Toyota, the world's No. 1 automaker, did not immediately comment on the invitation, which is rarely rejected by those asked to appear. The committee's top Republican, Darrell Issa of California, has urged Toyoda to meet with lawmakers and has said that if necessary, the committee should compel the executive's testimony by subpoena.
In Japan and in the United States, Toyota Motor Corp. has been criticized for being too slow to respond to the recall crisis and the company's top executive has been accused of being largely invisible as the recalls escalated. But he has held three news conferences in recent weeks, apologized repeatedly for the recalls and promised reforms.
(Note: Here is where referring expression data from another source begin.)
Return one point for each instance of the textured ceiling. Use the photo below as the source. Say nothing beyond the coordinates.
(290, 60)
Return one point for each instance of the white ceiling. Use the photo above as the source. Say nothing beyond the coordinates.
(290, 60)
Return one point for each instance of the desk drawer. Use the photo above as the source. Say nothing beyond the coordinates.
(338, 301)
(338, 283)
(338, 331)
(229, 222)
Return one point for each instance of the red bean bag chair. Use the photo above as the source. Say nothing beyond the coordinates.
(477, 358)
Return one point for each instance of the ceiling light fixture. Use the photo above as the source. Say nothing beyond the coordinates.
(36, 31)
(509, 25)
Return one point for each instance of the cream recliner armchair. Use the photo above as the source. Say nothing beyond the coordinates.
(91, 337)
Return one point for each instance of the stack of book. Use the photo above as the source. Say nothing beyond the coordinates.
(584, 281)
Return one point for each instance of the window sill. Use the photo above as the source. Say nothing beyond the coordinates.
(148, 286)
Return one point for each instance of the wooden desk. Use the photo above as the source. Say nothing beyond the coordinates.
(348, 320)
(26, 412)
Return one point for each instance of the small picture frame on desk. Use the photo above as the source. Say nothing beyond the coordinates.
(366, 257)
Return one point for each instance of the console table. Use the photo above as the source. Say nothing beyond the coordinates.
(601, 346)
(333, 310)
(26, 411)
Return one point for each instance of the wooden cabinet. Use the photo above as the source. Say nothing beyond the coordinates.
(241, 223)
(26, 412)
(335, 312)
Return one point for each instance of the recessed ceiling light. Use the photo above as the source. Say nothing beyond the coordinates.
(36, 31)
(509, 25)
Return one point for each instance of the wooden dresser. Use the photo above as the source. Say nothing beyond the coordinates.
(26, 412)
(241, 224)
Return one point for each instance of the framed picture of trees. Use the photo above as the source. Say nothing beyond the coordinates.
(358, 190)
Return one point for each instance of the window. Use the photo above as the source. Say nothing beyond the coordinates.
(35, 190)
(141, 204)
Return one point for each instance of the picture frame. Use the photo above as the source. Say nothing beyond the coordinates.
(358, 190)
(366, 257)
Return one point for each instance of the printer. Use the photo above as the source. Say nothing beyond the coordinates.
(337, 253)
Toyota has said it will create an outside review of company operations, do a better job of responding to customer complaints and improve communication with federal officials. Toyoda has said he plans to travel to the U.S. soon to meet with workers and dealers but the company has not yet released his schedule.
Toyoda's appearance before Congress would raise the profile of the Feb. 24 Oversight and Government Reform Committee hearing. Yoshimi Inaba, chairman and chief executive of Toyota Motor North America, already is scheduled to appear at the session, along with top U.S. transportation officials.
The House Energy and Commerce Committee moved its scheduled hearing up to Feb. 23, one day ahead of the Oversight Committee meeting. The energy panel has invited Jim Lentz, president of Toyota Motor Sales USA, and David Strickland, the head of the National Highway Traffic Safety Administration, to testify. A Senate hearing is planned for March 2.
The auto executives will face scrutiny in the U.S., where the Transportation Department has demanded documents related to its recalls. The department wants to know how long the automaker knew of safety defects before taking action.
Reports of deaths in the U.S. connected to sudden acceleration in Toyota vehicles have surged in recent weeks, with the toll of deaths allegedly attributed to the problem reaching 34 since 2000, according to new consumer data gathered by the U.S. government.